Currently, active business income is taxed at lower, preferential corporate tax rates than if it had been reported personally. The tax-preferred rates are to encourage and provide CCPCs more money to invest in order to grow their business, hire employees, and expand their customer base. However, there are times when CCPCs earn income beyond what is needed to re-invest and pay salaries or dividends to cover the lifestyle needs of the owner- shareholder. In such cases, those who own and control the CCPC have the opportunity to invest more after-tax proceeds in the corporation than if they were investing personally, and thus a tax advantage is created. The preferential corporate tax rates were never intended to facilitate passive wealth accumulation at the corporate level.
Currently, Finance is considering several options involving the Federal Refundable Tax provisions to address this issue.
3. Converting a CCPCs regular income into capital gains
The government is proposing changes to the tax provisions that prevent the surplus income of a CCPC from being converted from a Canadian dividend to a lower-taxed capital gain and stripped from the corporation. This strategy is not often employed and requires complex restructuring to be set into play. While not common, it often results in significant tax savings for the shareholders involved.
The additional tax revenue from the proposed tax measures to prevent surplus income from being converted to tax preferential capital gains is unknown at this time.
What was not addressed in the discussion paper?
Many stakeholders anticipated new tax measures that would make it more difficult for CCPCs to access the small business deduction, thus the active business tax rate, in certain circumstances. The Province of Quebec first suggested such measures in its 2015 budget and implemented its legislation as of January 1, 2017.

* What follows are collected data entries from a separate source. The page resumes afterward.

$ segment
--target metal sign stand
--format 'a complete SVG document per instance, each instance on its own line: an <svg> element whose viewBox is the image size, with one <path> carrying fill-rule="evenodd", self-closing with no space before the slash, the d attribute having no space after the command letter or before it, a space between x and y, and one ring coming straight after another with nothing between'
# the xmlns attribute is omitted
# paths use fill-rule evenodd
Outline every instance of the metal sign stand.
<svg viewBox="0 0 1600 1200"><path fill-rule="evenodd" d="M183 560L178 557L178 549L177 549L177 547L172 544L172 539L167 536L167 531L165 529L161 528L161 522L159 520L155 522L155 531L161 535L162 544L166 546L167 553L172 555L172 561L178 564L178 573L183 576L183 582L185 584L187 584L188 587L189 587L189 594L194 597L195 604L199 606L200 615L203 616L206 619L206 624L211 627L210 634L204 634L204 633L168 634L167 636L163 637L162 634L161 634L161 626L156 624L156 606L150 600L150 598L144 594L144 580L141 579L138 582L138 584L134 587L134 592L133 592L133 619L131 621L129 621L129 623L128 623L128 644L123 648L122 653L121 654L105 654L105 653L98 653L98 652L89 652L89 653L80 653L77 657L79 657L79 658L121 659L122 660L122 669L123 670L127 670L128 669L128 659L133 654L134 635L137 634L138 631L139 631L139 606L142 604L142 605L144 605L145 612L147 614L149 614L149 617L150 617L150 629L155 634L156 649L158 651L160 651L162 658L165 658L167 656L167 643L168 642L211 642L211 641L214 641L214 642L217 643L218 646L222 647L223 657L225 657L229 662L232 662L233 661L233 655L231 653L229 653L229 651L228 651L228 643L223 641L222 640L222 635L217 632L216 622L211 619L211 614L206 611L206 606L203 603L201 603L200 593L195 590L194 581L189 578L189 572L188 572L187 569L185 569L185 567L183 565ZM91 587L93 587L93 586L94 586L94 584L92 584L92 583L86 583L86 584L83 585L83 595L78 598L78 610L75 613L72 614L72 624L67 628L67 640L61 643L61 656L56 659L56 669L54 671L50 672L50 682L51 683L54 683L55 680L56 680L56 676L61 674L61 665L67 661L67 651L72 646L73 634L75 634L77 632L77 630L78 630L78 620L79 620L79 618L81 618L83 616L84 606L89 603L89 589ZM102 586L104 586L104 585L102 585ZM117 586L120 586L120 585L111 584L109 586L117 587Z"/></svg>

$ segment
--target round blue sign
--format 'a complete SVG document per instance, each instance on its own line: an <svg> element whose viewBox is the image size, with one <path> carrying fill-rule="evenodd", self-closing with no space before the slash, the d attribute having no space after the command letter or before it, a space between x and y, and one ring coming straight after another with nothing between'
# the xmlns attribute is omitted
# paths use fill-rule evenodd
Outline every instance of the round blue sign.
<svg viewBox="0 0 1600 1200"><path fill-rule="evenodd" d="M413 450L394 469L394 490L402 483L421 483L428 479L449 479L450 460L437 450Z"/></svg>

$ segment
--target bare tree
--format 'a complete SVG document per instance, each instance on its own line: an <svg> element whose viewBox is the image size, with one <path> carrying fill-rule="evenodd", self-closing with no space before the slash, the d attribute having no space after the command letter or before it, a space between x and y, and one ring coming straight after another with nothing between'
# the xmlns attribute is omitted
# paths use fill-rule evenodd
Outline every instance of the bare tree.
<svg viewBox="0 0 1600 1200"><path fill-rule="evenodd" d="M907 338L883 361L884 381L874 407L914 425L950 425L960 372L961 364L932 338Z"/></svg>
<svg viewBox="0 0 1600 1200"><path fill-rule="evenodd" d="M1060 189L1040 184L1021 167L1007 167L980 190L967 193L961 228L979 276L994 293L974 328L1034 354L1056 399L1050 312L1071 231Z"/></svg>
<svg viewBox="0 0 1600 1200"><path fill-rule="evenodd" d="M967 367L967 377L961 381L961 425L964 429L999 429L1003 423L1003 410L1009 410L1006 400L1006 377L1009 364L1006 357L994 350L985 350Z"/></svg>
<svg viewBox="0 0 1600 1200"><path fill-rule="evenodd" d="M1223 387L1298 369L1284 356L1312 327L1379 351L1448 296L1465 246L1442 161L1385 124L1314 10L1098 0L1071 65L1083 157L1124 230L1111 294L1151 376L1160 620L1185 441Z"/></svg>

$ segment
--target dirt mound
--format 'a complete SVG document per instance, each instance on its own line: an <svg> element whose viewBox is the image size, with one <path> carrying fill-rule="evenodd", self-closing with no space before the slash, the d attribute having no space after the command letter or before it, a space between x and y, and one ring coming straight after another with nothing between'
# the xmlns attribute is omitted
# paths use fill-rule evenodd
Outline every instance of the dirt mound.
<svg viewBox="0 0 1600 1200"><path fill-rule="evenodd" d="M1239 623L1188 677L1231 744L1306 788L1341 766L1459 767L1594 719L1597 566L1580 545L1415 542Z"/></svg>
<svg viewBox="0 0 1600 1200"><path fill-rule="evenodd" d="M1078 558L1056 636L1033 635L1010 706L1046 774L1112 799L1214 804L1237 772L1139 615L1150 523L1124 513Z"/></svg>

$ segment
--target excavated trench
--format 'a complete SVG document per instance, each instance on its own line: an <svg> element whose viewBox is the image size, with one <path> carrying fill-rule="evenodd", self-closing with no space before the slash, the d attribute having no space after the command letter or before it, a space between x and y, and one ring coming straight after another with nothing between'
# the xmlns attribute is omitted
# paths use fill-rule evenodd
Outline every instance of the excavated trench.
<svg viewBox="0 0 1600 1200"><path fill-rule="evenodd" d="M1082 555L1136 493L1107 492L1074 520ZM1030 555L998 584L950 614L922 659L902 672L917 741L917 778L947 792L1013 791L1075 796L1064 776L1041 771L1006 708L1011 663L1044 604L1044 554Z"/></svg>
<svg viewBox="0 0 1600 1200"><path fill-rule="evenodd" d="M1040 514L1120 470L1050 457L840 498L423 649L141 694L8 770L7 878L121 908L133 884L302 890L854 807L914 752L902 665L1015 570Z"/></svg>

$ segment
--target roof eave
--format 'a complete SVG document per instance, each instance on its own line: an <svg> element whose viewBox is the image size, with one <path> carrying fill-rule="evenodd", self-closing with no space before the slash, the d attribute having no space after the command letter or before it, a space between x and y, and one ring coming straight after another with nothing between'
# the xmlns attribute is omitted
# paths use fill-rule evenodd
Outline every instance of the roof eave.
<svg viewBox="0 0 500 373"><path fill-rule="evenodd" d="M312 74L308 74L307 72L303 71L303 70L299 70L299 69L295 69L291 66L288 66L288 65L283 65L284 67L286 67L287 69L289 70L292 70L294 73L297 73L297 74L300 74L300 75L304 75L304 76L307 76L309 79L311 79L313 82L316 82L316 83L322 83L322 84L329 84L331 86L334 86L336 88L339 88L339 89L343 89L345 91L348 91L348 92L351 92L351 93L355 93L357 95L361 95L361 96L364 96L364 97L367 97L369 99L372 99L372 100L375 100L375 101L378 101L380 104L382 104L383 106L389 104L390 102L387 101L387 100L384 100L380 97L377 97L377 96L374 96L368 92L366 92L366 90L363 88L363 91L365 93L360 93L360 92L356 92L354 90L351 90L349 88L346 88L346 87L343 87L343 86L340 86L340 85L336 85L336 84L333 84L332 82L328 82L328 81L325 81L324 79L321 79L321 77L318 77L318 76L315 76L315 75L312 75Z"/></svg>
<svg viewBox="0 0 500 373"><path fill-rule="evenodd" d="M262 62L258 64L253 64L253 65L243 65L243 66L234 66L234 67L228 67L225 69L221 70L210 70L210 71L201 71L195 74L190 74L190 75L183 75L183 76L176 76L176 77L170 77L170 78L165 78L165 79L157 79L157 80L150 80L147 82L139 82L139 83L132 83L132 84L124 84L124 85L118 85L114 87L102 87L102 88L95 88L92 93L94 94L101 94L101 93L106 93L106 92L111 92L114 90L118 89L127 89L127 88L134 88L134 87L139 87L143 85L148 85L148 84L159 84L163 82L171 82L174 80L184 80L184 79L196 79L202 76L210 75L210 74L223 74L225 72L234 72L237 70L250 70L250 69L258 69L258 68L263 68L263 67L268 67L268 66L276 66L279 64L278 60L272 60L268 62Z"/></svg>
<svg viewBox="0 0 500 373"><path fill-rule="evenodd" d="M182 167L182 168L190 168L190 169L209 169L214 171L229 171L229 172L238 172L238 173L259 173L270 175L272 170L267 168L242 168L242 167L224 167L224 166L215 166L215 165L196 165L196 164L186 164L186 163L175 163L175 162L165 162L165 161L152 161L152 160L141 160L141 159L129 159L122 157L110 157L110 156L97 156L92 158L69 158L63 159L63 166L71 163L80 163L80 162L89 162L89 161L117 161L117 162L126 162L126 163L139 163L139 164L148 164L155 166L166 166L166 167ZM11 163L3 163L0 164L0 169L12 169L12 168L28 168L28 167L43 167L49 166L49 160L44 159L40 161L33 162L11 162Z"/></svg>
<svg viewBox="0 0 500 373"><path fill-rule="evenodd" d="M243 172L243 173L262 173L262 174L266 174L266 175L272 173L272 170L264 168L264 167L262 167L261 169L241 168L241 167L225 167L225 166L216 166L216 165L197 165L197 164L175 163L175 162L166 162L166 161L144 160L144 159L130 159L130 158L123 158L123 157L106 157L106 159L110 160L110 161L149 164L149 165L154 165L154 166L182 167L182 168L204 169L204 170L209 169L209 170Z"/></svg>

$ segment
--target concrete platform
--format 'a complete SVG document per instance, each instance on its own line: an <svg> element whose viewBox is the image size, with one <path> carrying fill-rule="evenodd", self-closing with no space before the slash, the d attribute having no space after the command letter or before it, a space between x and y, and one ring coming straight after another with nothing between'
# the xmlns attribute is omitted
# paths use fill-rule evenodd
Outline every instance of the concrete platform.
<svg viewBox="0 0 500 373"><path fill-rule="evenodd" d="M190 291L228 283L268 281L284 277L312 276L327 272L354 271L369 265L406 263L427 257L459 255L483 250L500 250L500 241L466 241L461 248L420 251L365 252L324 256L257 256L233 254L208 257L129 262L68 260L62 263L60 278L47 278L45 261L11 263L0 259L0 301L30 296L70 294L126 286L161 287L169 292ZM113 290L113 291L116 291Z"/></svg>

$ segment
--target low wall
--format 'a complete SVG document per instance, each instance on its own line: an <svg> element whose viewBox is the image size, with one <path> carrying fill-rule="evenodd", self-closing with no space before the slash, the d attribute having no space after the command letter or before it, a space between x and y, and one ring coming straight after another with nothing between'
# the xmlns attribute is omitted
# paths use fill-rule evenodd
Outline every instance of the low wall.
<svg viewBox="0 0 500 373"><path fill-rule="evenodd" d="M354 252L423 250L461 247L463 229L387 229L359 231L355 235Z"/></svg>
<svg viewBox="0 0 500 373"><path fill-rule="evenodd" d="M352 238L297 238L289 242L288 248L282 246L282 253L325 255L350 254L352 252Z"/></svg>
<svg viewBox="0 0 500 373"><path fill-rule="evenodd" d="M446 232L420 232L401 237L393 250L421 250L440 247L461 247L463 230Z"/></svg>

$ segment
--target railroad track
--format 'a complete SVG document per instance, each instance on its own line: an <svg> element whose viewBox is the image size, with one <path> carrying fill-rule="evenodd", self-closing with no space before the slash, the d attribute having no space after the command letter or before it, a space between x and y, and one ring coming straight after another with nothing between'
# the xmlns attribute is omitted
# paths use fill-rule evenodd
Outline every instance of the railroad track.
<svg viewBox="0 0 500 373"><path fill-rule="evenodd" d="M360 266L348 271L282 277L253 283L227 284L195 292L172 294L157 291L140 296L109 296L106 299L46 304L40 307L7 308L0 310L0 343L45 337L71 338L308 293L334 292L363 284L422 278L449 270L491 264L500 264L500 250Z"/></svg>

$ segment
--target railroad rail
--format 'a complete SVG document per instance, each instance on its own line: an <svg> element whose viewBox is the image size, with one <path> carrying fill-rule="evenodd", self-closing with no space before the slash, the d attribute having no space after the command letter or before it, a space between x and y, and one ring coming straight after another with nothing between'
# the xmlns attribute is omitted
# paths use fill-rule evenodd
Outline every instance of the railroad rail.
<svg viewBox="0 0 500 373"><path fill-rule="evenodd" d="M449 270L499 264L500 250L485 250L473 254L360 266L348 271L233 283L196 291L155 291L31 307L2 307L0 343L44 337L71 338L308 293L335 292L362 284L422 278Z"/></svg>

As we said, a consultation process is now underway. During this time, CI Investments’ Tax, Retirement and Estate Planning team will be providing additional communications delving into the proposed tax measures in further detail and outlining the anticipated impact of the proposed measures.
Two points on which we are certain are: 1) the impact of the proposed tax measures will be broad and it is probable that every CCPC (small business or professional) with multiple shareholders will be impacted; and 2) it is likely that compliance costs for preparing corporate tax returns, and the need for further organizational and operational reporting will increase in order to comply with the proposed tax measures.